Para aktivis dan kalangan civil society menilai bahwa neoliberalisme tidak lain hanya metamorphosis dari bentuk penjajahan fisik yang dilakukan negara maju menjadi hegemoni ekonomi. Bentuk-bentuk penjajahan baru/neoliberalisme dalam kebijakan-kebijakan seperti:2
1.Penghapusan Subsidi untuk rakyat (Subsidi Pendidikan, Kesehatan, BBM, Listrik, Air, dll)
2.Privatisasi BUMN & BUMD (Indosat, Mandiri, Pertamina, Telkom, PT DI, PDAM/PAM dll)
3.Komersialisasi pendidikan dan kesehatan (UU Sisdiknas dan RUU Kesehatan)
4.Liberalisasi perdagangan (WTO)
5.Liberalisasi energi dan sumber daya alam dll (UU Migas 22/2001, UU Privatisasi Air no. 7/2001, Perpres 36/2005, dll)

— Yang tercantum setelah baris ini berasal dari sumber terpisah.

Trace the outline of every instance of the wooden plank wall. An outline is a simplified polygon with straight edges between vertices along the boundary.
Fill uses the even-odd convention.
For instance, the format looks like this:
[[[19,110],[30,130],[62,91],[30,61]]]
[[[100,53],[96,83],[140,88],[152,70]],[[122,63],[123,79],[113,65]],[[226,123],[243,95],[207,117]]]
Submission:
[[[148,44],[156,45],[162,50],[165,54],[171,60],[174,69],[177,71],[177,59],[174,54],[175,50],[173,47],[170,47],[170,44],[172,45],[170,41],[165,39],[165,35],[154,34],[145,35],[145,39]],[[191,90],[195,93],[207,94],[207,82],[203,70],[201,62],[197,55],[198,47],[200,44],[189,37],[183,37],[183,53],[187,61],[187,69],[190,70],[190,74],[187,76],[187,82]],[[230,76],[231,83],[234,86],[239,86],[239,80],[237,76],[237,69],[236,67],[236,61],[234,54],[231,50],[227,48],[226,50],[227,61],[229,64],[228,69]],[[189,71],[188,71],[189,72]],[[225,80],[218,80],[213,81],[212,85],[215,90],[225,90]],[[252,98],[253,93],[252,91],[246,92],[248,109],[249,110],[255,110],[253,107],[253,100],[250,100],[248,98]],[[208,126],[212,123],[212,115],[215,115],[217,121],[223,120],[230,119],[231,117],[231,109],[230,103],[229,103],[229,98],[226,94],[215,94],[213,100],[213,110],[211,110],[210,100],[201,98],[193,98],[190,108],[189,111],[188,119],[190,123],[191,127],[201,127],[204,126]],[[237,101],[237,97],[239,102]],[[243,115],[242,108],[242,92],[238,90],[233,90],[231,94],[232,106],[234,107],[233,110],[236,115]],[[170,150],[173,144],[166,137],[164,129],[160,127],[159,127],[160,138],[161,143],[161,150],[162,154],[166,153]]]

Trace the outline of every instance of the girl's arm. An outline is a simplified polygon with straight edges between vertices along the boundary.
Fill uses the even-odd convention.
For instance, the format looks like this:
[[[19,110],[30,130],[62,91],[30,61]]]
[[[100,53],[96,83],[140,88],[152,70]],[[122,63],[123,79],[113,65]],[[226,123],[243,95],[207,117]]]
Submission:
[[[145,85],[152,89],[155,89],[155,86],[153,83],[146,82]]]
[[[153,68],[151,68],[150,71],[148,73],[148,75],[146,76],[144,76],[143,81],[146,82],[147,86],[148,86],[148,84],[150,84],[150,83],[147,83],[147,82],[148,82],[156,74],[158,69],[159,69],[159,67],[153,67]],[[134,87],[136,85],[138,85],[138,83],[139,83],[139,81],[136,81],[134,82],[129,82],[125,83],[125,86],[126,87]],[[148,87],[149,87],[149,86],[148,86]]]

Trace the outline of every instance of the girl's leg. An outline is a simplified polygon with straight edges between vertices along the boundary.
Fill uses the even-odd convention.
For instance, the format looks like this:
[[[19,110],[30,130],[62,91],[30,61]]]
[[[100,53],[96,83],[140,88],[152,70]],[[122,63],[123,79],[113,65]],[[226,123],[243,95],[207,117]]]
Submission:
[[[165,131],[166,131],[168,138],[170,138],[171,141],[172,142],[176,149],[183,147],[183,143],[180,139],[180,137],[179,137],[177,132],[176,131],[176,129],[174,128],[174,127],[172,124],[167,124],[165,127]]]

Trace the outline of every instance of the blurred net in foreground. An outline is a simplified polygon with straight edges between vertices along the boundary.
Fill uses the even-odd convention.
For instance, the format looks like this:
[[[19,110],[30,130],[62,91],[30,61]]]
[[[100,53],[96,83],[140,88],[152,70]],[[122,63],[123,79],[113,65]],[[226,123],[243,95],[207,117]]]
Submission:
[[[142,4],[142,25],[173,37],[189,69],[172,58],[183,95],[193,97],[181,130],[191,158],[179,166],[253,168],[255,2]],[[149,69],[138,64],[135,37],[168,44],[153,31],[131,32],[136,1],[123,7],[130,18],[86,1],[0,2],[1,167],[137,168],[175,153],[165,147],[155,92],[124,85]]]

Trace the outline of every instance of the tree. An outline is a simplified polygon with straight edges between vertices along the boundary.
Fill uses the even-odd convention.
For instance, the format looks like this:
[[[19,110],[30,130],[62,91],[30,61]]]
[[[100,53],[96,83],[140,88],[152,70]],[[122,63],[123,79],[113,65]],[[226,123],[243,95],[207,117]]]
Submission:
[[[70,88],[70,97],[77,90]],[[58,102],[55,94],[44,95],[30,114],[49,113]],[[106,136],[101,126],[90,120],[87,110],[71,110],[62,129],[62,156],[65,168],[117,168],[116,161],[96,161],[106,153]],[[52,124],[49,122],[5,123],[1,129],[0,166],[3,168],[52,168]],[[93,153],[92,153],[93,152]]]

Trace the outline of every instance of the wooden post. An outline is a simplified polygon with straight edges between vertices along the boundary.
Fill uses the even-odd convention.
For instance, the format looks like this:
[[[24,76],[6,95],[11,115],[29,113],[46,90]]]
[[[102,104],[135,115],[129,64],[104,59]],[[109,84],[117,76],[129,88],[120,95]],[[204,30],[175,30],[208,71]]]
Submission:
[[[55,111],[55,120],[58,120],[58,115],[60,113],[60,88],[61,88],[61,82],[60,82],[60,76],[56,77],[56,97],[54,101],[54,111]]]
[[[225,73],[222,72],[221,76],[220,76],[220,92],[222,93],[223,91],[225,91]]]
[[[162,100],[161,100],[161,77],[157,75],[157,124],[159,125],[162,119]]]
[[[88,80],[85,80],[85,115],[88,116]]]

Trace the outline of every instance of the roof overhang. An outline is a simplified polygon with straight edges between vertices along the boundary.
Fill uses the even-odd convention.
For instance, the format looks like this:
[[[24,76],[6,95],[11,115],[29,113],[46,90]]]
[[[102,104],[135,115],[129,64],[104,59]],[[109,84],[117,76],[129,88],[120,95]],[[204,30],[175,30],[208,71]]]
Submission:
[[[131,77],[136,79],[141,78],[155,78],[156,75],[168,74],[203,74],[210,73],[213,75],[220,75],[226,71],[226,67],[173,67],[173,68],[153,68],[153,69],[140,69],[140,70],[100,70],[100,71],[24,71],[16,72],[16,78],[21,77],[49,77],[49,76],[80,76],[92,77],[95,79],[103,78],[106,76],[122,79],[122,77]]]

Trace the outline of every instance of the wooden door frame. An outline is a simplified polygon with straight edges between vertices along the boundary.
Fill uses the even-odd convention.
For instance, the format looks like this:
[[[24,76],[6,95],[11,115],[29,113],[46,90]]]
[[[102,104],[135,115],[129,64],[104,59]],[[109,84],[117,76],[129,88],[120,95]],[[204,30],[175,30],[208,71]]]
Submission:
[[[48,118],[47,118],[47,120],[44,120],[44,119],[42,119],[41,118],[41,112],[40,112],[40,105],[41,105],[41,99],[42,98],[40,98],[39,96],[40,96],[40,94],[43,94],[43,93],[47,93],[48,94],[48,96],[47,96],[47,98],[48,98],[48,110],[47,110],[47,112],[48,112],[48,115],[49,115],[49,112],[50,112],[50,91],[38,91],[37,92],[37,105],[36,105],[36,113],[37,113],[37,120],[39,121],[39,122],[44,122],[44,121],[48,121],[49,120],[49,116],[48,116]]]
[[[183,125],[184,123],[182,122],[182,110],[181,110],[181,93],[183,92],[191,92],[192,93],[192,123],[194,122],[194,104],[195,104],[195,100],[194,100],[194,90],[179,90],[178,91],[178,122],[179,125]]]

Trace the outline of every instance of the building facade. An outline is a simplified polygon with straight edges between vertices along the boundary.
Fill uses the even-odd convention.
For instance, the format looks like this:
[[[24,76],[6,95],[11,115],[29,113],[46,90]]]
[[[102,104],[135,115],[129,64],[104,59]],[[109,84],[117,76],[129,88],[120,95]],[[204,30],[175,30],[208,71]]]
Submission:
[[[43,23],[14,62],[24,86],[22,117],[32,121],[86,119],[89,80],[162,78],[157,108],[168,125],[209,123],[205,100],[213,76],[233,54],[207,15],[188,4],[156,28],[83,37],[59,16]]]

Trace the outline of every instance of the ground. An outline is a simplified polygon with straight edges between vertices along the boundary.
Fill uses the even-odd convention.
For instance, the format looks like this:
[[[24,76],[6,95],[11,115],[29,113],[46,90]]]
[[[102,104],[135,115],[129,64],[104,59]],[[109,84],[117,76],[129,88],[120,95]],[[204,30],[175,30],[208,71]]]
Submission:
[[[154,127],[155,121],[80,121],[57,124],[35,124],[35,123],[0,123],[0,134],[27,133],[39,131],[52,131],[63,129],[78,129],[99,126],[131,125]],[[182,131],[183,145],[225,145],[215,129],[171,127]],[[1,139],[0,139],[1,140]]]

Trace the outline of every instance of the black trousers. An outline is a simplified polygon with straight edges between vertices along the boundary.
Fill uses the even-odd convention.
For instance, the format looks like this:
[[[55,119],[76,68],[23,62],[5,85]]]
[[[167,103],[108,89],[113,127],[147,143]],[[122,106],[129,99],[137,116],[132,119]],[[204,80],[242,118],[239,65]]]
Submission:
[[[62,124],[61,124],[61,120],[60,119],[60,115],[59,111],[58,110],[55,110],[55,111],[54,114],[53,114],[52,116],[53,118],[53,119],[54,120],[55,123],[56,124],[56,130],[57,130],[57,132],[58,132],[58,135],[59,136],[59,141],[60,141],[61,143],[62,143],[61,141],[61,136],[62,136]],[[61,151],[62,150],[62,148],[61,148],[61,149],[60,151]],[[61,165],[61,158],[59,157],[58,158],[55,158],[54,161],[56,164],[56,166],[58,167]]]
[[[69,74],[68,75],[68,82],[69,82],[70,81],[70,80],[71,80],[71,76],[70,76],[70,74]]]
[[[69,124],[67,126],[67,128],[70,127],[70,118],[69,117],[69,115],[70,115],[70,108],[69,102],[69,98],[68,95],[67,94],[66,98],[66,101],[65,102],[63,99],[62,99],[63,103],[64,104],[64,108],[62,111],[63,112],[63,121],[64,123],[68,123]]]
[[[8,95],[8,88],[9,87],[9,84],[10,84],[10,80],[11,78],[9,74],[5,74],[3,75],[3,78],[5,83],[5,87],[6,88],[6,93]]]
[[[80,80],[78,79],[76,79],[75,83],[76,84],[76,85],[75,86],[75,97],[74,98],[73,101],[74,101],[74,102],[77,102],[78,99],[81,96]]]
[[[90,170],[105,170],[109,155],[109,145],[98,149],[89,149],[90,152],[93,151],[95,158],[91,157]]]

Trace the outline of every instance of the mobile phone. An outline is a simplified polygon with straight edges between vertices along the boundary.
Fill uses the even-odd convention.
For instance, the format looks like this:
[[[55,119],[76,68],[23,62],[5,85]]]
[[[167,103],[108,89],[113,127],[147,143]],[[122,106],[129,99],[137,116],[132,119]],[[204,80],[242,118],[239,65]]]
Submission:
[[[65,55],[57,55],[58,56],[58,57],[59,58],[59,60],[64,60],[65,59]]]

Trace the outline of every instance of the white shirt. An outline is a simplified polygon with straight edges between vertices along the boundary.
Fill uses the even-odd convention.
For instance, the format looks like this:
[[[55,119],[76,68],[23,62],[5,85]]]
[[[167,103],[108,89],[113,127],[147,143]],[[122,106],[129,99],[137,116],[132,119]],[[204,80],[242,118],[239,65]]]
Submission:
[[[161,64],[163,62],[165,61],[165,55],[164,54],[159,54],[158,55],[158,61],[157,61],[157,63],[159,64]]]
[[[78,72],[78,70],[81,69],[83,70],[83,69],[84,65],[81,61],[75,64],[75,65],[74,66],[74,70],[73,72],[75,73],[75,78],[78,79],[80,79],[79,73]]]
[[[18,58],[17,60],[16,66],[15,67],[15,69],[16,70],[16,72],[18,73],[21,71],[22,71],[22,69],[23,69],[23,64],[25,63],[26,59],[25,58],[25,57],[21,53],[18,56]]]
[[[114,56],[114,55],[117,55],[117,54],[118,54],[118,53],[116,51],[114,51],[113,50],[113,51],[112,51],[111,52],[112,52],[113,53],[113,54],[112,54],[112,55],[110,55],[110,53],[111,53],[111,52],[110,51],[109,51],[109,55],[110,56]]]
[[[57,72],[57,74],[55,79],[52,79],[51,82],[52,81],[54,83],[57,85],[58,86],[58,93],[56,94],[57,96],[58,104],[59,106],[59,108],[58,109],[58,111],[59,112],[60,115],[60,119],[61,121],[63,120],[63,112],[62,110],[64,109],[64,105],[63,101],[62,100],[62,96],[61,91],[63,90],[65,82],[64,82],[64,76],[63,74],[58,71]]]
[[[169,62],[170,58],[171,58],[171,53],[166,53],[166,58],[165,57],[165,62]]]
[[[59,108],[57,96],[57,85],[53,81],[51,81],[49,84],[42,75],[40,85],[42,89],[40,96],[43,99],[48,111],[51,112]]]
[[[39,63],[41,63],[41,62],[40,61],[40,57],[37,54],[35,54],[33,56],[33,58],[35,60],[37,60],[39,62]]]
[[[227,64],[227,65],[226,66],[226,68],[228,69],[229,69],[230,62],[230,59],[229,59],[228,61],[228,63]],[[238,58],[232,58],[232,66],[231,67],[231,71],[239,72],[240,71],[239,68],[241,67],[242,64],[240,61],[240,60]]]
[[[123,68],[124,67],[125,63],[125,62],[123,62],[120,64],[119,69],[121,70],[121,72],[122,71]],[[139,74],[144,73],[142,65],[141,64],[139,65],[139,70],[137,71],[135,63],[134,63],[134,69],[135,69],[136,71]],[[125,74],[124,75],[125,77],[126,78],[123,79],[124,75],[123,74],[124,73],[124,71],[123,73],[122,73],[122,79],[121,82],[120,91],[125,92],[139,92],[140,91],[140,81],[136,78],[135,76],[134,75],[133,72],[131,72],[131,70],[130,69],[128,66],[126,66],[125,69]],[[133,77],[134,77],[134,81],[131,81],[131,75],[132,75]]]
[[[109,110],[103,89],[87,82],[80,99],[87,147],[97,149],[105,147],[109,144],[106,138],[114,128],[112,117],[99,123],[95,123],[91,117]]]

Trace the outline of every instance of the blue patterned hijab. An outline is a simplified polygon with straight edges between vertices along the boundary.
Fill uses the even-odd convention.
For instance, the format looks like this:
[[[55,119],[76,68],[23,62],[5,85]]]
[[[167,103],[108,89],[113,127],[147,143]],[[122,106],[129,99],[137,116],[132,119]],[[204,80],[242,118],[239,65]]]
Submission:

Konstitusi sudah mengamatkan bahwa seluruh sektor yang berkait dengan hajat orang banyak menjadi kewajiban negara untuk melakukan proteksi, namun tidak demikian halnya dalam realitas. Pola pikir neoliberal ini juga menurut kepada pilihan-lihan kebijakan yang diambil oleh pemerintah SBY. Misalnya saja dalam kasus privatisasi BUMN, logika yang dgunakan adalah besarnya penerimaan pajak dari sektor tersebut. Bilamana BUMN sudah diprivatisasi, tanpa mempertimbangkan jangka panjang, pelan namun pasti kita akan menjadi bangsa paria karena seluruh sektor-sektor strategis dikuasai oleh asing. Dalam kasus privatisasi Indosat misalnya, BUMN Singapura STT membeli Indosat melalui perusahaan yang didirikan secara dadakan yakni Indonesia Communication Limited (ICL). Badan hukum ICL bukan Indonesia tapi Mauritius, yakni salah satu di antara 34 negara kecil di dunia yang menjadi surga perusahaan-perusahaan transnasional untuk menghindari pajak di negara asalnya atau negara tempat operasi perusahaan-perusahaan multinasional tersebut (offshore financial centers). Penjualan saham BUMN baik sebagian atau 100% juga akan mereduksi kekuatan kontrol pemerintah terhadap BUMN yang bersangkutan. Juga pasti akan mengurangi pendapatan pemerintah dari deviden yang selanjutnya membuat APBN kehilangan sumber penghasilan.
Mengamati berbagai skenario yang dijalankan oleh pemerintahan SBY-Kalla makin meyakinkan kita semua bahwa ujung pencapaian sebagai sebuah bangsa yaitu kedaulatan Indonesia sudah berada di ujung tanduk.